Very highly charismatic people often only see the world through their own lens. Their charm and charisma mean that people are drawn to agree with them; but this comes at the expense of being a good team player, and at the expense of the challenge and discussion which informs actual progress. Leaders with greater humility often display better strategic thinking and are better able to boost the performance of others. That’s because they spend more time outside of themselves, standing away and looking back in to see what’s going on.
Doctor doctor, I’ve got a bad case of charisma
Patrick gave an example I’m sure we can all recognise. You’re leading a big meeting. You look around the table, and everyone is nodding yes to something you’ve suggested with no additional input. “That worries me big time,” he says. “We need to reduce group-think.”
So in this scenario, what can you do as a leader? It’s your job to make sure all perspectives are held and given space, and to encourage the team to feel empowered to challenge you. Good leaders have an approach-oriented ethos. That means that they’ll invite people into the circle rather than push people away. Patrick suggests you pick somebody and ask them to counter-argue with you for five minutes, even if they don’t think they disagree. Let the room know that you want to hear them chip in, too, as you counter-argue.
If you encourage input and actively hear their perspective it affirms to them that they are important within the team. Typically, if outcome goals are owned by people in tune with yourself, the achievement becomes full of personal meaning and people are more likely to work towards it. You’re more likely to reach successful and meaningful outcomes together.
Good leaders are able to hold conflicting positions all the time and can deliberately put that on show for people. Being able to hold contradictory, paradoxical positions reflects the diversity in your team and your organisation. Let your team see the messy and varied processes that allow you to come to a decision. When they can see, understand and be a part of the process, the decision you arrive at will be more respected and feel more representative of the team as a whole. Remember that personal buy-in that each team member needs to feel.
Metacog-what?
In the safety announcements on a plane as it prepares for take-off, the flight attendants always tell you to affix your own oxygen mask before helping others. And whether they intended it or not, that is an excellent metaphor for life. You can’t be a great and supportive leader to your team until you are a great and supportive leader to yourself.
Lots of particularly successful leaders are likely to have a little bit of that anxiety about ‘doing’, about taking the gamble, which causes us to externally attribute successes and failures. And we’ve already seen how that can become a toxic cycle.
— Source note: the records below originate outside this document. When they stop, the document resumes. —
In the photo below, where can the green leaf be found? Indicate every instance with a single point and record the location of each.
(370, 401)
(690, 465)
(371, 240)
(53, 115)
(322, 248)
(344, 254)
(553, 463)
It’s as important for you to internalise your own successes as it is for your team to.
In psychology, this practice of acknowledging, critiquing and understanding our own thought processes is called ‘metacognitive capacity’. It’s asking “how do I think about how I think?”
Self-manage, self-care
So how does one manage their mind? It’s less about action and more about relating to your own thoughts. “You need to play with it and have fun with all the stuff that goes on, particularly the bad stuff,” Professor Patrick advises. “You need to feed it physically and by refreshing it. You need to feed it by stimulating it. And every so often you need quiet. Your mind is an amazing place, but it needs time to settle and do its own thing.”
Once you’ve done all that, mind yourself. “Look after your feelings, look at the language you use for yourself. How compassionate are you with your talk? Are you a harsh critic or are you kind and gentle? Mind your body. Mind your spirit – that part of you that’s really difficult to put a finger on but is what makes you, you. You’ve got to nurture and mind that spirit. Mind your energy.”
Then – and only then – can you begin to mind other people, and to manage them.